Let's take $A = \{α_1, α_2, ...\}$ as an arrangement of vectors in linear space V over the field K. Suppose that dim $lin \{α_i, α_{i+1}, α_{i+2}\} = 2$ for each $i \geq 1$. Is it possible that the field $lin(A)$ is infinitely dimensional?

Vectors $A = \{α_1, α_2, ...\}$ can be seen as a matrix of $2$ linearly independent columns for every $3$ in a row.

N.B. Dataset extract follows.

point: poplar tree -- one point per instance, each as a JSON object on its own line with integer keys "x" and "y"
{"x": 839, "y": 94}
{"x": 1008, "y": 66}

This can be visualised as: $$A=\pmatrix{ind&ind&dep&ind&ind&dep&...\\ ind&ind&dep&ind&ind&dep&... \\ ind&ind&dep&ind&ind&dep&...\\ ind&ind&dep&ind&ind&dep&... \\ ...&...&...&...&...&... &...}$$

Then it possible that the field $lin(A)$ is infinitely dimensional.

Can somebody tell me if I think correctly?

Answer 1

It depends on whether many of the $\alpha_i$ can be zero. If infinitely many can be zero, you can have at least one in every three zero and the condition will hold. If infinitely many are not zero you can have an infinite dimensional space. If zero vectors are excluded you cannot have an infinite dimensional space. We are told that we can write $\alpha_3$ as a comibination of $\alpha_1$ and $\alpha_2$. Then we can write $\alpha_4$ as a combination of $\alpha_2$ and $\alpha_3$. What does that tell you? Continue

Answer 2

Let $V$ be the vector space of real sequences $(a_n)_{n=0}^{\infty}$. Let $e_j$ denote the sequence which has $1$ in the $j$-th place and $0$ elsewhere. Let $f_j=e_j$ when $j\not= 0\mod 3$, and let $f_{3k}=0$.

Then the vectors $f_0, f_1, f_2, \dots$ satisfy the required condition and span an infinite dimensional space.